Его урок, конечно, состоит в том, что не существует никакого независимого агента без этой фантазматической опоры, без этой Другой Сцены, в которой им полностью манипулирует Другой. Короче говоря, кантовский запрет на прямой доступ к ноуменальной области должен быть переформулирован: недоступным нам должно оставаться не ноуменальное Реальное, а сама наша первофантазия – когда субъект подходит к этому фантазматическому ядру слишком близко, он утрачивает последовательность своего существования.
Поэтому, по Канту, непосредственный доступ к ноуменальной области лишил бы нас «спонтанности», составляющей ядро трансцендентной свободы: он превратил бы нас в безжизненные автоматы или, пользуясь современным языком, в компьютеры, в «мыслящие машины». Но так ли этот вывод неизбежен? Разве статус сознания – это не статус свободы в системе радикального детерминизма? Не являемся ли мы свободными лишь постольку, поскольку мы не в состоянии распознать детерминирующие нас причины? Чтобы выйти из этого затруднительного положения, нам вновь нужно превратить онтологическое препятствие в позитивное онтологическое условие. То есть ошибка отождествления (само)сознания с непризнанием, с эпистемологическим препятствием состоит в том, что в ней контрабандой протаскивается стандартное досовременное, «космологическое» понятие реальности как позитивного порядка бытия: в такой полностью конституированной позитивной «цепи бытия», конечно, нет места для субъекта, поэтому измерение субъективности может быть понято только как нечто строго взаимозависимое с эпистемологическим непризнанием истинной позитивности бытия. Следовательно, единственный способ действительно объяснить статус (само)сознания состоит в утверждении онтологической неполноты самой «реальности», то есть «реальность» существует лишь постольку, поскольку существует онтологический разрыв, трещина в самой ее глубине – травматический избыток, инородное тело, которое не может быть в нее интегрировано.

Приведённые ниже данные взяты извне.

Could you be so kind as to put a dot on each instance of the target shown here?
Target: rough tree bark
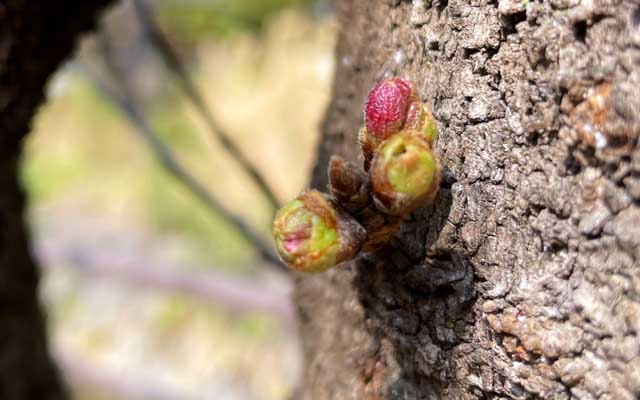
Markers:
(522, 281)
(35, 36)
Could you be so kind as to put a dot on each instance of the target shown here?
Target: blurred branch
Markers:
(161, 44)
(84, 374)
(164, 155)
(233, 294)
(119, 383)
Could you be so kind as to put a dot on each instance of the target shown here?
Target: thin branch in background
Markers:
(161, 44)
(238, 295)
(164, 155)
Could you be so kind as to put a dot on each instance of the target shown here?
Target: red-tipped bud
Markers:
(312, 233)
(386, 107)
(404, 174)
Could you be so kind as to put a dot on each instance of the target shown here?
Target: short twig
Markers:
(161, 44)
(166, 158)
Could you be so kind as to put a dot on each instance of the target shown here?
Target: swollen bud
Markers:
(404, 174)
(312, 233)
(348, 184)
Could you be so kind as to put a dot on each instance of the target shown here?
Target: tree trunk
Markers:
(522, 281)
(35, 36)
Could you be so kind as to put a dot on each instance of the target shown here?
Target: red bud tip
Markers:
(386, 106)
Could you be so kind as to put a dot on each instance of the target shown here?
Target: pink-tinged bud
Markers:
(386, 107)
(312, 233)
(404, 174)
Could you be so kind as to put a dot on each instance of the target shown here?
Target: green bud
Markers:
(404, 173)
(312, 233)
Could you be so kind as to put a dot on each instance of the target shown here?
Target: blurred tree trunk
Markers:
(35, 36)
(522, 281)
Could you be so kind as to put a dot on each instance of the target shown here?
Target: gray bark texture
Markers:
(522, 281)
(35, 36)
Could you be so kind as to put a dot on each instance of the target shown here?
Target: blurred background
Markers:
(152, 293)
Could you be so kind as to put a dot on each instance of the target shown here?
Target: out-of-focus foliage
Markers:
(85, 168)
(216, 18)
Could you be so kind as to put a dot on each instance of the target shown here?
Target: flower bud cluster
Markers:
(366, 206)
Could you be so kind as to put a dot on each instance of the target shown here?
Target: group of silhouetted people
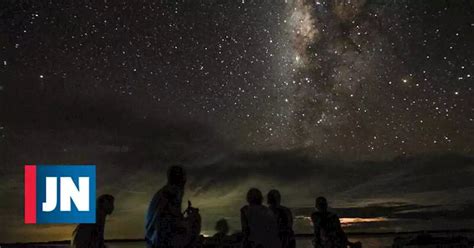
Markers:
(167, 226)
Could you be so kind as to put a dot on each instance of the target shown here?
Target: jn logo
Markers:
(59, 194)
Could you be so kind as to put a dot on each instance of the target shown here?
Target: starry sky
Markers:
(275, 93)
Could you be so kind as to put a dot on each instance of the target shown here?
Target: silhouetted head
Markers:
(273, 197)
(321, 204)
(222, 226)
(254, 196)
(176, 176)
(105, 203)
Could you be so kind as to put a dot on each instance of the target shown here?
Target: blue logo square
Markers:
(69, 180)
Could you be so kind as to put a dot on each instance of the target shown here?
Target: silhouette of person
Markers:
(166, 226)
(259, 225)
(328, 232)
(92, 235)
(284, 219)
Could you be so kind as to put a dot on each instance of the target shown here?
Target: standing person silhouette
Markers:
(166, 226)
(328, 232)
(92, 235)
(284, 219)
(259, 225)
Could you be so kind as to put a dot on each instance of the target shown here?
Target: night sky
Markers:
(367, 102)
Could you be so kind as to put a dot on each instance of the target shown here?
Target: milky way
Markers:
(295, 94)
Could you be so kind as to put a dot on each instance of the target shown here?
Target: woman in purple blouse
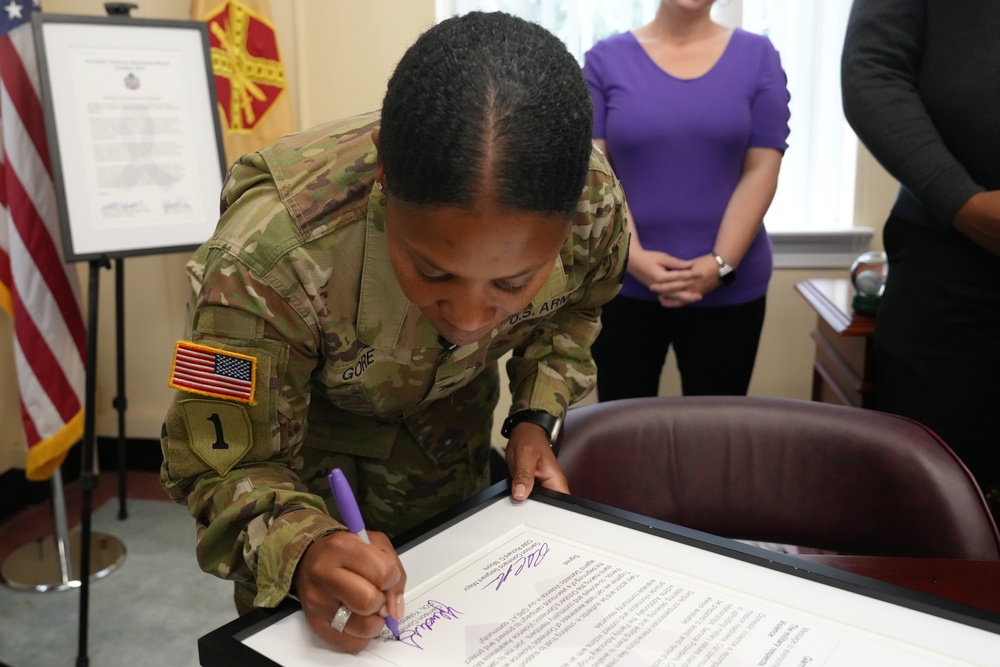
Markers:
(694, 118)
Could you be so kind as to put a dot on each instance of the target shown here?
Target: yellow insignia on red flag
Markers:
(250, 81)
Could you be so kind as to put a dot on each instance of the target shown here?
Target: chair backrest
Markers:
(778, 470)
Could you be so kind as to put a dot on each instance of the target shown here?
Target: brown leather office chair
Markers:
(777, 470)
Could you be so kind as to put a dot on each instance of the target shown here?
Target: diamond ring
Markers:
(340, 618)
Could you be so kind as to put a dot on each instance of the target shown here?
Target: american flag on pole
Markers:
(37, 289)
(212, 372)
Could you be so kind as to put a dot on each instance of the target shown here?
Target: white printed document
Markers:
(533, 583)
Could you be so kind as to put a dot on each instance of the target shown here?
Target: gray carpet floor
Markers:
(150, 611)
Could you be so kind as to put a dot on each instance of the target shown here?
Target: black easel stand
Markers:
(120, 403)
(88, 480)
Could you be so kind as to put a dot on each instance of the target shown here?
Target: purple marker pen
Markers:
(351, 514)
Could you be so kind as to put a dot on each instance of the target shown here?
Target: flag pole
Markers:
(63, 551)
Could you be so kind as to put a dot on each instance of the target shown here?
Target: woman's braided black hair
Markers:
(487, 104)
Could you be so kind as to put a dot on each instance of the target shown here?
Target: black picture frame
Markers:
(224, 646)
(133, 133)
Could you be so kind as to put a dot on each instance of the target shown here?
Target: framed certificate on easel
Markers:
(556, 580)
(133, 133)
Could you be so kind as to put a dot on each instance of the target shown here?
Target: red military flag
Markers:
(250, 83)
(38, 290)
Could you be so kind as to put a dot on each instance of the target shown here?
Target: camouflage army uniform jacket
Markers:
(296, 292)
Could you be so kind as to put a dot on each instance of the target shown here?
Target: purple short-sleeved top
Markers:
(678, 146)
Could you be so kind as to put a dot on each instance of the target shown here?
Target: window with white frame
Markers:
(816, 187)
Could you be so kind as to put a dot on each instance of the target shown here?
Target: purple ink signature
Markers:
(531, 559)
(442, 612)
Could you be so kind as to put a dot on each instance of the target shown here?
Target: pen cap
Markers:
(346, 503)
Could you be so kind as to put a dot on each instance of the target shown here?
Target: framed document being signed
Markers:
(133, 134)
(555, 580)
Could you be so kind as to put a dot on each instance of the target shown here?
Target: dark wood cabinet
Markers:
(843, 366)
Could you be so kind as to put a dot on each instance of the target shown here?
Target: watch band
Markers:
(546, 420)
(727, 273)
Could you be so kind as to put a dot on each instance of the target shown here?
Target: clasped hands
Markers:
(369, 579)
(676, 282)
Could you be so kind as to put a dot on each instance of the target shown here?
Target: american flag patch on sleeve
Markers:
(212, 372)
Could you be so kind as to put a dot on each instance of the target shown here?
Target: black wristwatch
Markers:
(547, 421)
(727, 273)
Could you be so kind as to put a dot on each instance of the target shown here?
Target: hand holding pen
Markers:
(366, 579)
(351, 515)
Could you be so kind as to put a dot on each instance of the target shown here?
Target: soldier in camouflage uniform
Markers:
(364, 279)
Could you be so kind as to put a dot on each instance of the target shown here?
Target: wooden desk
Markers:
(971, 582)
(843, 367)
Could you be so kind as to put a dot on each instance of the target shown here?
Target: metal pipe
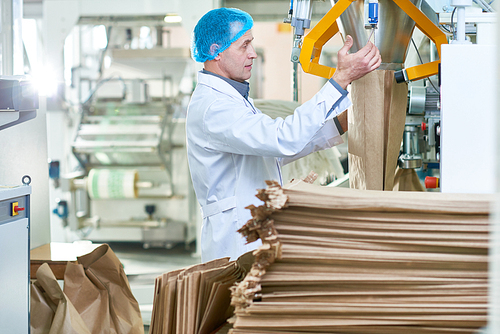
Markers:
(461, 24)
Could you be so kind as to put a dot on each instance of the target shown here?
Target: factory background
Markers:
(106, 150)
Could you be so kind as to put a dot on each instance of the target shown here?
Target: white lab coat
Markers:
(233, 149)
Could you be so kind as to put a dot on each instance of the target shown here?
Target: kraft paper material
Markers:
(376, 124)
(96, 298)
(339, 260)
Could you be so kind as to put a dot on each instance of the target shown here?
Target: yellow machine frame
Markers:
(327, 27)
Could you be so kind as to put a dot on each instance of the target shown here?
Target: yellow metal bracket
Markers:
(327, 27)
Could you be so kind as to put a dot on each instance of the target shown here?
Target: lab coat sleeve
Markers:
(327, 137)
(231, 126)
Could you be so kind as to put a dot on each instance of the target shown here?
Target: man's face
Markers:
(236, 61)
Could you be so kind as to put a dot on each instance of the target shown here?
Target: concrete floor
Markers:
(142, 266)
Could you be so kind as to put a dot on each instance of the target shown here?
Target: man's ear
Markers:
(214, 49)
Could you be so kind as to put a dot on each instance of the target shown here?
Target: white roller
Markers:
(112, 183)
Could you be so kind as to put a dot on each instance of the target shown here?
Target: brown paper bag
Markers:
(99, 289)
(51, 310)
(376, 124)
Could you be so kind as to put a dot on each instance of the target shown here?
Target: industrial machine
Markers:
(130, 179)
(18, 103)
(414, 55)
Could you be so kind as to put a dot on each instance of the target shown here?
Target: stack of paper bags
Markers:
(96, 298)
(338, 260)
(196, 300)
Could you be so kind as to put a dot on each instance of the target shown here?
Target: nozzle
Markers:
(373, 13)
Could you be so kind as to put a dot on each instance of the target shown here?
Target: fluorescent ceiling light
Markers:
(172, 18)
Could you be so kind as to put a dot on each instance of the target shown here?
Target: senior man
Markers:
(233, 148)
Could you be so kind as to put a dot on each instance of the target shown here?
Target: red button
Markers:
(17, 209)
(431, 182)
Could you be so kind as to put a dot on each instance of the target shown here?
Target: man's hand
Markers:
(354, 66)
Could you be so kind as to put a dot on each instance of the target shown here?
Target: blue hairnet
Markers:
(219, 27)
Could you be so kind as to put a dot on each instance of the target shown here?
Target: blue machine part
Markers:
(373, 13)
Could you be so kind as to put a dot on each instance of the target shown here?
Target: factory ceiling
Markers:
(274, 10)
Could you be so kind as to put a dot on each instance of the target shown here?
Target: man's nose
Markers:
(252, 54)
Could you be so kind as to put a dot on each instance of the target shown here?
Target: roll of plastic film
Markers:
(112, 183)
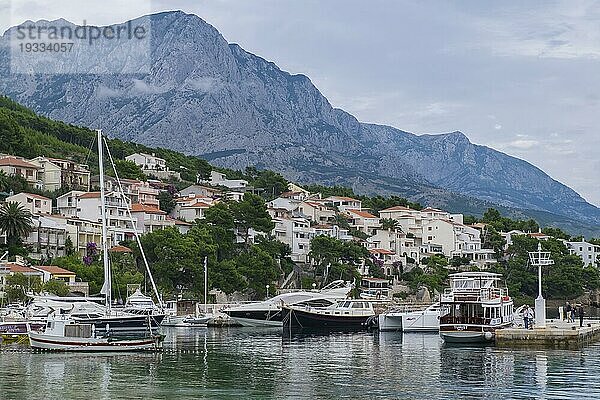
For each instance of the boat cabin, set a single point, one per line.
(476, 298)
(374, 288)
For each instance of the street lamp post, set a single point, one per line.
(540, 259)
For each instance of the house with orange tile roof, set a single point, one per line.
(135, 190)
(363, 221)
(150, 219)
(49, 173)
(34, 203)
(50, 272)
(192, 211)
(18, 166)
(343, 203)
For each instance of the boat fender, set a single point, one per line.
(372, 322)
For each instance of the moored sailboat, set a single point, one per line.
(104, 329)
(475, 306)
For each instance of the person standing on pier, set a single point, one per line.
(580, 313)
(528, 317)
(568, 310)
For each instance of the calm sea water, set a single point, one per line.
(259, 364)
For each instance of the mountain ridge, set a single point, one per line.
(207, 97)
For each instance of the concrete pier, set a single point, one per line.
(556, 334)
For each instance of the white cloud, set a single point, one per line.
(141, 87)
(564, 30)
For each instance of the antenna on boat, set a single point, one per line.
(133, 226)
(107, 287)
(205, 283)
(540, 259)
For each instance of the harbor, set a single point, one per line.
(262, 364)
(556, 334)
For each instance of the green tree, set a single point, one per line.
(556, 233)
(18, 284)
(56, 287)
(251, 212)
(69, 247)
(129, 170)
(15, 221)
(272, 183)
(259, 269)
(166, 201)
(389, 223)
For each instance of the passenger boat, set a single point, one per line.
(406, 319)
(92, 324)
(63, 333)
(475, 306)
(344, 316)
(268, 312)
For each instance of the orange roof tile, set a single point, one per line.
(16, 162)
(343, 198)
(198, 204)
(54, 270)
(398, 208)
(19, 269)
(381, 251)
(137, 207)
(120, 249)
(89, 195)
(35, 196)
(363, 214)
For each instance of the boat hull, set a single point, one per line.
(124, 325)
(40, 341)
(467, 337)
(256, 318)
(409, 322)
(301, 320)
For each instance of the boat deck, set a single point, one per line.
(557, 334)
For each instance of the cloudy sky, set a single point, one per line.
(521, 77)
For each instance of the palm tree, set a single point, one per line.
(388, 223)
(3, 181)
(15, 221)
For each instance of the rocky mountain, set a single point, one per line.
(203, 96)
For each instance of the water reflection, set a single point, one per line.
(201, 363)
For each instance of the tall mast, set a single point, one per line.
(205, 283)
(107, 287)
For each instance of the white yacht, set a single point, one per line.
(268, 312)
(63, 333)
(89, 325)
(344, 316)
(475, 306)
(408, 319)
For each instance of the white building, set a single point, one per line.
(455, 240)
(17, 166)
(363, 221)
(296, 233)
(136, 191)
(67, 203)
(153, 166)
(219, 179)
(118, 221)
(33, 203)
(589, 253)
(343, 203)
(150, 219)
(191, 208)
(49, 173)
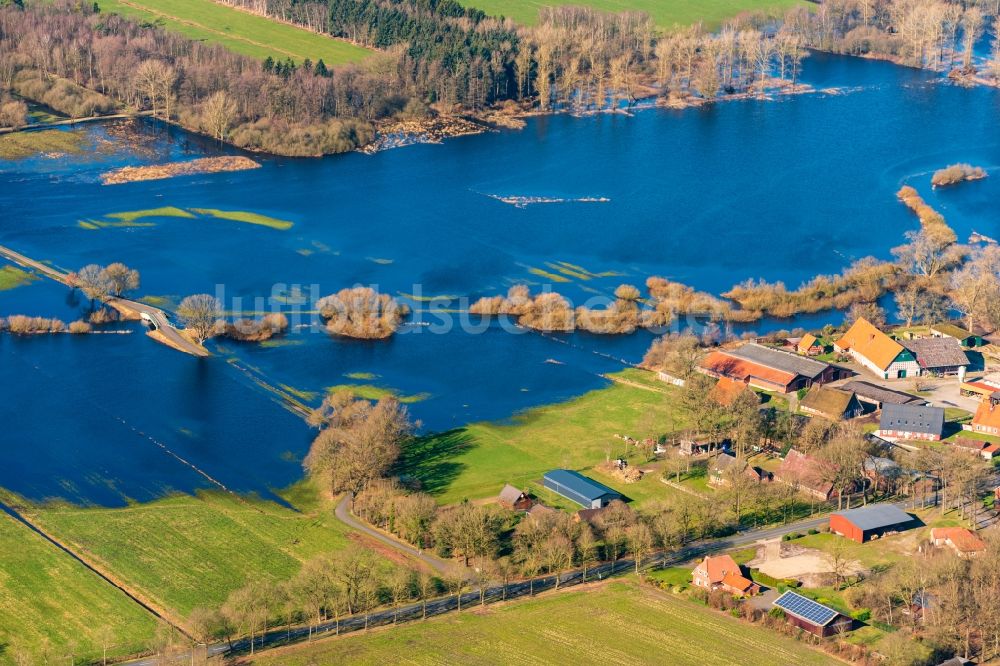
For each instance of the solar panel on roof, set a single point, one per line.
(805, 608)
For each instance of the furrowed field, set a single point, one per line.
(475, 461)
(620, 623)
(51, 605)
(238, 31)
(665, 13)
(182, 552)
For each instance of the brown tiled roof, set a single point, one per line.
(740, 369)
(807, 342)
(871, 343)
(937, 352)
(726, 391)
(737, 582)
(718, 567)
(987, 415)
(952, 331)
(805, 471)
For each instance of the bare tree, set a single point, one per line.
(201, 313)
(121, 278)
(218, 113)
(92, 281)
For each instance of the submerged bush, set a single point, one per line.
(24, 325)
(257, 330)
(362, 312)
(956, 173)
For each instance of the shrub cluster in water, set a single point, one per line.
(957, 173)
(24, 325)
(361, 312)
(257, 330)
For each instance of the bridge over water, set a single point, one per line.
(162, 329)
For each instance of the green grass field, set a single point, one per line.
(665, 13)
(47, 598)
(238, 31)
(620, 623)
(27, 144)
(12, 277)
(475, 461)
(186, 551)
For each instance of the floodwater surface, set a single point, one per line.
(781, 190)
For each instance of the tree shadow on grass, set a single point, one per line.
(430, 459)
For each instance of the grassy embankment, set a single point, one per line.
(12, 277)
(665, 13)
(133, 218)
(614, 623)
(476, 460)
(26, 144)
(51, 603)
(184, 551)
(238, 31)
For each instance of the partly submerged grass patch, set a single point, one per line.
(19, 145)
(362, 376)
(131, 218)
(553, 277)
(372, 392)
(163, 211)
(301, 394)
(274, 343)
(12, 277)
(247, 217)
(166, 302)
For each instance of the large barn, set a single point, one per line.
(863, 523)
(768, 369)
(877, 352)
(922, 422)
(575, 486)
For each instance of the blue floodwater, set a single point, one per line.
(780, 190)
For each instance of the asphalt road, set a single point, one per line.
(492, 594)
(156, 315)
(343, 513)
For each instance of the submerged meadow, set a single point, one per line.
(778, 189)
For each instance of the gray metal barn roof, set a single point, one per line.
(876, 516)
(805, 608)
(580, 485)
(780, 360)
(912, 418)
(937, 352)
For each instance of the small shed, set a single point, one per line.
(964, 337)
(870, 521)
(810, 345)
(939, 356)
(922, 422)
(578, 488)
(812, 616)
(514, 499)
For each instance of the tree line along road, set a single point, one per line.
(491, 594)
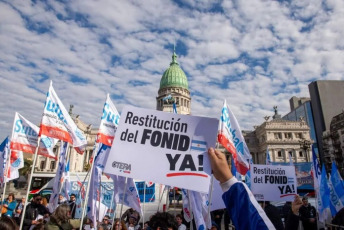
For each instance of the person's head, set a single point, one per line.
(132, 219)
(106, 219)
(214, 226)
(11, 197)
(119, 225)
(36, 199)
(61, 214)
(72, 197)
(305, 201)
(179, 219)
(163, 221)
(7, 223)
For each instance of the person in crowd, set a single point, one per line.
(286, 209)
(7, 223)
(9, 205)
(146, 226)
(34, 212)
(106, 223)
(132, 224)
(292, 221)
(308, 215)
(216, 216)
(179, 219)
(62, 199)
(18, 210)
(130, 212)
(72, 205)
(61, 219)
(214, 226)
(163, 220)
(119, 225)
(242, 207)
(339, 219)
(273, 214)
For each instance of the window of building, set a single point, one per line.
(279, 153)
(278, 135)
(52, 165)
(41, 166)
(287, 135)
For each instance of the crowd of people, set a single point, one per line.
(242, 209)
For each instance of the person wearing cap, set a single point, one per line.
(308, 215)
(241, 205)
(132, 224)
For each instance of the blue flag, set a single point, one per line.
(324, 191)
(336, 181)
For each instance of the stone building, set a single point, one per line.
(174, 86)
(281, 138)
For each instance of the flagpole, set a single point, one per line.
(125, 190)
(144, 200)
(190, 210)
(5, 179)
(88, 188)
(29, 184)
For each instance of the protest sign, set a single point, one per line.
(273, 182)
(165, 148)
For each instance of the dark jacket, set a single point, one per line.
(306, 213)
(273, 213)
(31, 213)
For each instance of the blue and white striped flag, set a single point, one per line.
(199, 145)
(268, 159)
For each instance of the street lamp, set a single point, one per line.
(305, 145)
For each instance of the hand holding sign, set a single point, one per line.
(221, 168)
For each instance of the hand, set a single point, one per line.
(296, 204)
(219, 165)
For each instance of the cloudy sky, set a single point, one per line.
(256, 54)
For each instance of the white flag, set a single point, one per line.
(25, 137)
(57, 123)
(4, 152)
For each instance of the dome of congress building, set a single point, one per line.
(174, 76)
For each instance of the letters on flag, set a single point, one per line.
(57, 180)
(109, 123)
(25, 137)
(230, 137)
(57, 123)
(268, 159)
(4, 153)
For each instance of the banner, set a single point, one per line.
(178, 142)
(273, 183)
(57, 181)
(25, 138)
(109, 123)
(57, 123)
(4, 152)
(230, 137)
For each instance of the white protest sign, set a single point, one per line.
(165, 148)
(273, 182)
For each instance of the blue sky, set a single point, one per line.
(255, 54)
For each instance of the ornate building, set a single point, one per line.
(280, 138)
(174, 86)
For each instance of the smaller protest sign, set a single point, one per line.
(273, 182)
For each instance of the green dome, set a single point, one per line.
(174, 76)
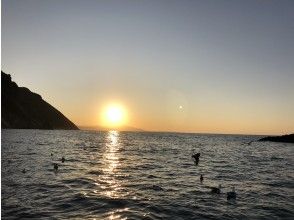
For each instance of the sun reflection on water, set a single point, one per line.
(110, 184)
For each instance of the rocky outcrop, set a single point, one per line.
(23, 109)
(284, 138)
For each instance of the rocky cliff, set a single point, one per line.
(24, 109)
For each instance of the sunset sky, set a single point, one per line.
(187, 66)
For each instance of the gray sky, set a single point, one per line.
(229, 64)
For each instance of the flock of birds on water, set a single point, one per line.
(232, 195)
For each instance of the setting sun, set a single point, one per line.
(114, 115)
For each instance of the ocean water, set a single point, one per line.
(143, 175)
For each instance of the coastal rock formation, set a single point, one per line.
(24, 109)
(284, 138)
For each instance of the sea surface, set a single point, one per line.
(143, 175)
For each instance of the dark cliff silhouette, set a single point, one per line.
(284, 138)
(24, 109)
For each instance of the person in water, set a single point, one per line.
(196, 157)
(55, 166)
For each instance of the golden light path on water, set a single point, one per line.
(111, 164)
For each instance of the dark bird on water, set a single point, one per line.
(55, 166)
(196, 157)
(216, 190)
(232, 194)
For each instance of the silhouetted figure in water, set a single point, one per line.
(196, 157)
(216, 190)
(55, 166)
(232, 194)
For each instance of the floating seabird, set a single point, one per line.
(216, 190)
(232, 194)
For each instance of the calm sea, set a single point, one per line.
(143, 175)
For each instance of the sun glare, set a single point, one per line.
(114, 115)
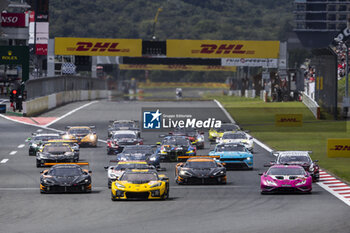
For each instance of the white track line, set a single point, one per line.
(71, 112)
(334, 188)
(4, 161)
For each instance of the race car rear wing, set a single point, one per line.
(80, 164)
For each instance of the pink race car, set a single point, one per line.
(286, 178)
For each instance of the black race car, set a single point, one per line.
(123, 125)
(195, 136)
(174, 146)
(56, 152)
(65, 178)
(301, 158)
(201, 170)
(38, 139)
(120, 139)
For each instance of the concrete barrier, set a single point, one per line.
(42, 104)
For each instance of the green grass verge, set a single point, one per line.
(259, 118)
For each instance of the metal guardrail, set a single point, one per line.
(312, 105)
(51, 85)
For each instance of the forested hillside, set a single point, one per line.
(180, 19)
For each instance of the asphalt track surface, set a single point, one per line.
(235, 207)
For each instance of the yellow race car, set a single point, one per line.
(84, 135)
(140, 184)
(219, 132)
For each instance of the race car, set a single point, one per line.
(192, 134)
(83, 134)
(120, 139)
(285, 178)
(173, 146)
(72, 143)
(237, 137)
(201, 170)
(140, 184)
(65, 178)
(146, 153)
(123, 125)
(218, 132)
(233, 155)
(37, 140)
(55, 152)
(301, 158)
(114, 172)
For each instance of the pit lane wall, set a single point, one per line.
(42, 104)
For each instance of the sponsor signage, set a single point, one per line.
(254, 62)
(13, 19)
(98, 47)
(338, 147)
(222, 49)
(176, 67)
(289, 120)
(158, 120)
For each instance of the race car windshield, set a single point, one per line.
(123, 167)
(224, 128)
(294, 159)
(46, 138)
(285, 171)
(176, 141)
(239, 148)
(79, 131)
(119, 136)
(200, 164)
(56, 149)
(234, 136)
(139, 178)
(73, 171)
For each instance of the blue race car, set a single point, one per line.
(146, 153)
(173, 147)
(233, 155)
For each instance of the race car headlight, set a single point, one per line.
(270, 182)
(119, 185)
(184, 173)
(301, 183)
(219, 173)
(156, 185)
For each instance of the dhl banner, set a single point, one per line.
(222, 49)
(177, 67)
(289, 120)
(98, 47)
(338, 147)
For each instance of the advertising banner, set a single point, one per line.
(289, 120)
(338, 147)
(253, 62)
(13, 19)
(222, 49)
(177, 67)
(98, 47)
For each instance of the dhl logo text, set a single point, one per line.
(97, 47)
(341, 147)
(222, 49)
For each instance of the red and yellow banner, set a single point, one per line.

Это возвращает нас к понятию «мировой ночи»: в этой временной приостановке позитивного порядка реальности мы сталкиваемся с онтологическим разрывом, из-за которого «реальность» никогда не бывает полным, замкнутым на себя, позитивным порядком бытия. И только этот опыт психотического ухода от реальности, абсолютного замыкания в себе, объясняет таинственный «факт» трансцендентной свободы – (само)сознание, которое действительно является «спонтанным», чья спонтанность – это не следствие непризнания некоего «объективного» процесса.
Только на этом уровне мы можем оценить впечатляющее достижение Гегеля: вовсе не отступая от кантовской критики к докритической метафизике, выражающей рациональную структуру космоса, Гегель полностью принимает результат кантовской космологической антиномии (и извлекает выводы из него) – никакого «космоса» не существует, само понятие космоса как полностью онтологически конституированной позитивной тотальности непоследовательно. Отталкиваясь от этого, Гегель также отвергает кантовское видение человека, который вследствие своего прямого постижения необычайности/чудовищности божественного бытия-в-себе может превратиться в безжизненную куклу: такое представление бессмысленно и непоследовательно, поскольку, как мы уже отметили, оно вновь тайком протаскивает онтологически полностью конституированную божественную тотальность: мир понимается только как Субстанция, а не как Субъект. Для Гегеля фантазия такого превращения человека в безжизненную куклу-инструмент необычайной/чудовищной божественной воли (или прихоти), которая может показаться ужасной, уже сигнализирует об отходе от истинной необычайности/чудовищности, которая является необычайностью/чудовищностью бездны свободы, «мировой ночи». Гегель, таким образом, «преодолевает» эту фантазию, показывая ее функцию заполнения доонтологической бездны свободы, то есть воссоздавая позитивную Сцену, в которой субъект помещается в позитивный порядок ноуменального.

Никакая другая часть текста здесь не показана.